Blog

Flexibility Matters When Setting Kubernetes Resource Limits


By Shane Sorbello | Jan 07, 2025

an illustration of 4 silhouettes dancing on a green background

When it comes to allocating CPU and memory resources to workloads in Kubernetes, there’s  broad agreement on the importance of setting request values, but setting resource limits is a contentious topic. The lack of controversy around setting requests is due to general awareness that workloads without a minimum amount of CPU are at risk of pod eviction. The situation is less clear-cut with limits. 

The internet is full of opinions, of course. With a modest amount of searching, you’ll find these three suggestions:

  1. Don’t set limits at all
  2. Always set limits
  3. Always set limits for memory, but not for CPU

If you accept the second or third suggestion, you’ll encounter further division on how to set memory limits, with the prevailing camps being:

  1. Set memory limits equal to requests
  2. Set memory limits greater than requests

So what should you do? The short answer is: It depends. On a variety of factors, including CPU versus memory resources and the nature of your specific applications and use cases. Let’s look at a few scenarios for each resource type to help guide your decision-making about whether and how to set resource limits. 

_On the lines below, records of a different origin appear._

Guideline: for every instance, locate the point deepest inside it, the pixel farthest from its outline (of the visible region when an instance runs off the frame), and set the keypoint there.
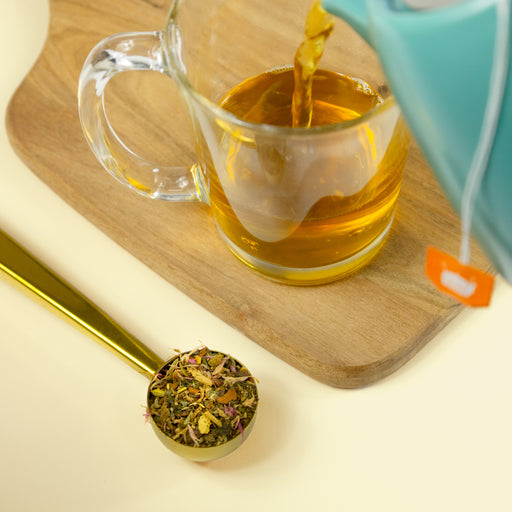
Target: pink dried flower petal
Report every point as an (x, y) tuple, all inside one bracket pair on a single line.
[(240, 428)]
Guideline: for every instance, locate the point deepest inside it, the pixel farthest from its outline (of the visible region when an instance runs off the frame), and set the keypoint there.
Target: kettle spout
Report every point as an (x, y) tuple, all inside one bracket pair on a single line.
[(354, 12)]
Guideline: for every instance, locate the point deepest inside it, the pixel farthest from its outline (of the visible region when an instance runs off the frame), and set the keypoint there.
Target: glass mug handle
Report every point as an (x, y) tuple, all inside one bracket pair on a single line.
[(135, 51)]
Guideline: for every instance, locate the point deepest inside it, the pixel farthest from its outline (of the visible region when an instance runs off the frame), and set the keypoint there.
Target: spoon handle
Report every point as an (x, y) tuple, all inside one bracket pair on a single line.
[(25, 272)]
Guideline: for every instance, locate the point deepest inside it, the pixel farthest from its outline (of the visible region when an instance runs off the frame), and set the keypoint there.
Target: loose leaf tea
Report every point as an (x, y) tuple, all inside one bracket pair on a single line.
[(203, 398)]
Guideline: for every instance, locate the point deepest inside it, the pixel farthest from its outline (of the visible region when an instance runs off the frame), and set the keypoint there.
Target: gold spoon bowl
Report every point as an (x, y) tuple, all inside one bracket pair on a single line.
[(29, 275)]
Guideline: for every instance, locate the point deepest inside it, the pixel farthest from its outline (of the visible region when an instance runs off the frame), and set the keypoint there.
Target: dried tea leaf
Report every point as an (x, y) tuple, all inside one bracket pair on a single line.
[(203, 398), (227, 397), (200, 377), (204, 424)]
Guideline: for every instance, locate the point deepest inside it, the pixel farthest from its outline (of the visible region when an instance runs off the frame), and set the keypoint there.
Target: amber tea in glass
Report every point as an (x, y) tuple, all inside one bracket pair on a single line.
[(301, 202)]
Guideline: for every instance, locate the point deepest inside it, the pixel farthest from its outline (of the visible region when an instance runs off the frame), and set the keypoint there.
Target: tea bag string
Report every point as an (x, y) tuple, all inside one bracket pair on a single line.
[(480, 159)]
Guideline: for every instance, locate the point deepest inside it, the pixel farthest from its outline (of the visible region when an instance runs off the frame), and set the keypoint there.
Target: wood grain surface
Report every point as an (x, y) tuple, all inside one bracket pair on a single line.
[(346, 334)]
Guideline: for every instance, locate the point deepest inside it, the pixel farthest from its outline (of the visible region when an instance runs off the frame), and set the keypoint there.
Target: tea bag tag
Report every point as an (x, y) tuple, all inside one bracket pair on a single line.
[(462, 282)]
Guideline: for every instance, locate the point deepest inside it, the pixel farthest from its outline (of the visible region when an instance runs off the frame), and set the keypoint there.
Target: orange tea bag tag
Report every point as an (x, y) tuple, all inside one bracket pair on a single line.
[(463, 282)]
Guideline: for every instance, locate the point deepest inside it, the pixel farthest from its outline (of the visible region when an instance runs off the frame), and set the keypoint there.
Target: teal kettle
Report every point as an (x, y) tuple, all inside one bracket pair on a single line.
[(449, 68)]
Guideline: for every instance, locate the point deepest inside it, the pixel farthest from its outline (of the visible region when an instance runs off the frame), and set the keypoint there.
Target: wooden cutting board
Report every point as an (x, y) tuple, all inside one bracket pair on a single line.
[(347, 334)]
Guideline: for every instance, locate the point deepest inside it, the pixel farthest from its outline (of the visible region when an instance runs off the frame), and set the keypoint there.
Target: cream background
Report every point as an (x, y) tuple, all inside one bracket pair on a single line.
[(436, 435)]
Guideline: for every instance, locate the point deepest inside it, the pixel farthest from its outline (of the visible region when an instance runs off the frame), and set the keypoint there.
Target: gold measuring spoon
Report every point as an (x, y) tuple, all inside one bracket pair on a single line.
[(36, 280)]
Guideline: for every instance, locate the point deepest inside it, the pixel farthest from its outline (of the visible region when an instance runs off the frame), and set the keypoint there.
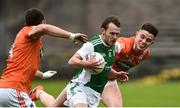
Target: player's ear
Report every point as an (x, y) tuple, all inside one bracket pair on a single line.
[(102, 31)]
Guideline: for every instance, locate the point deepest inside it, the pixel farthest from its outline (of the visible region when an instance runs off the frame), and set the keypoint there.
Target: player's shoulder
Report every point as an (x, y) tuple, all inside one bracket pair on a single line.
[(126, 39), (127, 42)]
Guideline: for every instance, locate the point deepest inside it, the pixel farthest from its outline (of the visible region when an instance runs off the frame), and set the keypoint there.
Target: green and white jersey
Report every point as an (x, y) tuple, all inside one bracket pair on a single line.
[(97, 81)]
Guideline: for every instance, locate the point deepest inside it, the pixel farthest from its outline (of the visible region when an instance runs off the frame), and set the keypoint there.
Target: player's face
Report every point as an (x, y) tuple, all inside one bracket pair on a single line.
[(111, 34), (143, 40)]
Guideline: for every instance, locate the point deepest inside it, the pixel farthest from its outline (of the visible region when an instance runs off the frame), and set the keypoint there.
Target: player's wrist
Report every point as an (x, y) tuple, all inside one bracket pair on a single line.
[(72, 37)]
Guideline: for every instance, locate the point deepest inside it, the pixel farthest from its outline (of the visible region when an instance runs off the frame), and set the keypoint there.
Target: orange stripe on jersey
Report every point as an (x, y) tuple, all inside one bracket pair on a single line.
[(22, 63), (127, 59)]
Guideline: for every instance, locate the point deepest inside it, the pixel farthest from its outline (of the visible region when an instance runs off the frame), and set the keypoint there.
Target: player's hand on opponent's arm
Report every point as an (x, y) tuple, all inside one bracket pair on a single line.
[(92, 63), (45, 75), (78, 36), (122, 76), (48, 74)]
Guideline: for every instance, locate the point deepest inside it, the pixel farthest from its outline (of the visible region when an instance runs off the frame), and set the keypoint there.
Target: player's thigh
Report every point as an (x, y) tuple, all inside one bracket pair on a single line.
[(111, 94), (13, 98)]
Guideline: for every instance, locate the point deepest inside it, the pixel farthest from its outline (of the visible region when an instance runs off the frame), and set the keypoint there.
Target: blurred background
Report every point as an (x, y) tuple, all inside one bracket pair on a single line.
[(85, 16)]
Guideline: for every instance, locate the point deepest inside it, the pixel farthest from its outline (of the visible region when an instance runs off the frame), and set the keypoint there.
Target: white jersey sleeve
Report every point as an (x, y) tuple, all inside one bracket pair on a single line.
[(85, 49), (119, 47)]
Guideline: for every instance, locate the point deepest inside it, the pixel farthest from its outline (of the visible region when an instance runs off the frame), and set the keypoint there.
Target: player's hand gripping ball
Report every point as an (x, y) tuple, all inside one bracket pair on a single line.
[(102, 63)]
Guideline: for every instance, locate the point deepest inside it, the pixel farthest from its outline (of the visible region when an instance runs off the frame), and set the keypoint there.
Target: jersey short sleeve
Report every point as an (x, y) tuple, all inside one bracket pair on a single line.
[(85, 49)]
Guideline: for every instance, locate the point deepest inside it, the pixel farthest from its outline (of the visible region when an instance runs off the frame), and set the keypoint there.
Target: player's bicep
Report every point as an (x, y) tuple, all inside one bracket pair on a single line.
[(85, 49), (118, 47), (36, 32)]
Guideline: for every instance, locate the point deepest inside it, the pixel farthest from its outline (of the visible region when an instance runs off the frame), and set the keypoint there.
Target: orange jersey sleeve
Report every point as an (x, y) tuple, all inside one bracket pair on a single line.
[(22, 63)]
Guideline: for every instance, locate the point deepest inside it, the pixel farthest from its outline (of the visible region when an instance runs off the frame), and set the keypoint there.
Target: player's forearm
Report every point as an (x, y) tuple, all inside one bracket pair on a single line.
[(39, 74), (56, 31), (42, 29), (113, 73)]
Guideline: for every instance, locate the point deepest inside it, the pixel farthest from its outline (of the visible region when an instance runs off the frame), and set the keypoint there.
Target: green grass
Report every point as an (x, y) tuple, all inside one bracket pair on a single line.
[(135, 94)]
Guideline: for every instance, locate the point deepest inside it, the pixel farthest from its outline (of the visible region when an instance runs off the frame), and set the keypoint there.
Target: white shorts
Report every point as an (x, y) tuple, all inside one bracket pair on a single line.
[(111, 82), (78, 93), (14, 98)]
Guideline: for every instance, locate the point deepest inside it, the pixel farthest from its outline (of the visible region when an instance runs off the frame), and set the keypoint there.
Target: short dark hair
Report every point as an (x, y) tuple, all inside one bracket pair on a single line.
[(34, 16), (110, 19), (150, 28)]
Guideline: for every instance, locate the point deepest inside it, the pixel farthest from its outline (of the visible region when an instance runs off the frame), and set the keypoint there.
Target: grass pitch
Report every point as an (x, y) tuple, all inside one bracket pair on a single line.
[(135, 94)]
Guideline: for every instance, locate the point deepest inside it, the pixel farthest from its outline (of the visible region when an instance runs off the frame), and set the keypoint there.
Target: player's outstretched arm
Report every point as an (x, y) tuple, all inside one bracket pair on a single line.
[(122, 76), (55, 31), (45, 75)]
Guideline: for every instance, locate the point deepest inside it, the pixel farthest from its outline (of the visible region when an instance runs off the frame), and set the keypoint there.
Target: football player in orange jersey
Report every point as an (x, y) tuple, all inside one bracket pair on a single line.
[(24, 59), (129, 52)]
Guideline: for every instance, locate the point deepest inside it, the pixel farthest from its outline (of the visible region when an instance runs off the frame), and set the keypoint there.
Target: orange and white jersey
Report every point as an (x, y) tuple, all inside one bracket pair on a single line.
[(125, 57), (22, 63)]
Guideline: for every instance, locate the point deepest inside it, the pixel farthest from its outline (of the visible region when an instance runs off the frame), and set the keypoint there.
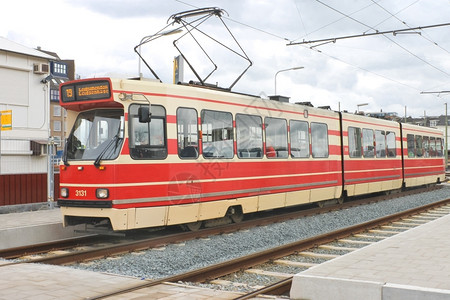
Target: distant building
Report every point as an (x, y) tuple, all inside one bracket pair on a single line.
[(29, 81), (61, 71)]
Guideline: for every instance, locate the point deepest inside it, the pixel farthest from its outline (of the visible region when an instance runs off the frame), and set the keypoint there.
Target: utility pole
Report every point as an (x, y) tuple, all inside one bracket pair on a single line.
[(446, 125)]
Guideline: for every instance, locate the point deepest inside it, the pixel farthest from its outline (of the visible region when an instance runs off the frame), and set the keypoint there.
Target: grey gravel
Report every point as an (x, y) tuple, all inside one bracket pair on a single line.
[(194, 254)]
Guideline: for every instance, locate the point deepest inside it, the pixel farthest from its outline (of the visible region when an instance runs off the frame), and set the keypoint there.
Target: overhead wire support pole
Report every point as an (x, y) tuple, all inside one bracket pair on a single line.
[(446, 125), (394, 32)]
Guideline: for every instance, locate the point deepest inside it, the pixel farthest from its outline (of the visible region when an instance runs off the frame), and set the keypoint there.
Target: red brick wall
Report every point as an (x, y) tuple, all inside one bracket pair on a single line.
[(25, 188)]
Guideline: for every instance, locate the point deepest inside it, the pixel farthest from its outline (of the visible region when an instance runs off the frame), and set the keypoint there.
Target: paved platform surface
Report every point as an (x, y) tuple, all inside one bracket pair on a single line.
[(411, 265), (39, 282), (32, 227)]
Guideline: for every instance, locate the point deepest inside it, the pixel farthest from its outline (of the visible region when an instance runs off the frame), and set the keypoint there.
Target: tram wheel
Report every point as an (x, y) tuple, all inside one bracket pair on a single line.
[(237, 215), (194, 226)]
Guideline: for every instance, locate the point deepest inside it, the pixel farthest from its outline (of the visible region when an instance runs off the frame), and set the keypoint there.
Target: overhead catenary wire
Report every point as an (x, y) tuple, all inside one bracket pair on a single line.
[(374, 33), (403, 22)]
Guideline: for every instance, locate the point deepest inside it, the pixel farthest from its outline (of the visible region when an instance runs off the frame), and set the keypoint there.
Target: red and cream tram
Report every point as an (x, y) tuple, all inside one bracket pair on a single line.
[(144, 154)]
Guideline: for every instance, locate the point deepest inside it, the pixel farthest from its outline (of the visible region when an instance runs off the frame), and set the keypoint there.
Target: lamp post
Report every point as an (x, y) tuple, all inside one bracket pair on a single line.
[(284, 70), (359, 105), (446, 137), (446, 125)]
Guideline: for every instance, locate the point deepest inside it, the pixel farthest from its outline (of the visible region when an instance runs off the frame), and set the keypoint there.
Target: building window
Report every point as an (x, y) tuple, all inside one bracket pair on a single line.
[(54, 95), (56, 125), (57, 111), (60, 69)]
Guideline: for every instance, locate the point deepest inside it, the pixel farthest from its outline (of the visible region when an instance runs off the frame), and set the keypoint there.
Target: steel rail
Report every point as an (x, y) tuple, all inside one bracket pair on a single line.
[(227, 267), (153, 242)]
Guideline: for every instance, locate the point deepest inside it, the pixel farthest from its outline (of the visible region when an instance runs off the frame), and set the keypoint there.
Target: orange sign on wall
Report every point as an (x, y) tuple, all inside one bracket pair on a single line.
[(6, 119)]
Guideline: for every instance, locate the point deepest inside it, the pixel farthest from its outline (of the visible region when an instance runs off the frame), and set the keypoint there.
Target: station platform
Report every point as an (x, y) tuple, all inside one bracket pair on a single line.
[(37, 281), (413, 265), (19, 229)]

Considerations for Setting CPU Limits 

The general consensus is to not set CPU limits because workloads with requests set in alignment with expected usage will get the resources they need. As such, the risk of any workload over-consuming resources and starving its neighbors is mitigated. Additionally, CPU limits can lead to unnecessary throttling. This is especially evident in the world of multithreaded applications, where allotted CPU time can be quickly consumed by more than one thread in a container’s process. This also leaves a lot of unused computing power on the table, which is wasted every CPU cycle until the container’s job is done. 

While those are all logical reasons to not set CPU limits, doing so across the board doesn't satisfy all use cases. Consider applications that are I/O bound. For example, ad tech platforms ingest and process millions of requests per second, calling out to multiple external sources and compiling a range of data to determine which ads to display. With all of this activity happening in milliseconds, latency must be minimized to ensure performance is consistent and predictable. As more workloads with different needs are provisioned on the same node, CPU limits help maintain predictable utilization and prevent performance degradation that might occur on highly sensitive workloads due to unexpected bursts from noisy neighbors.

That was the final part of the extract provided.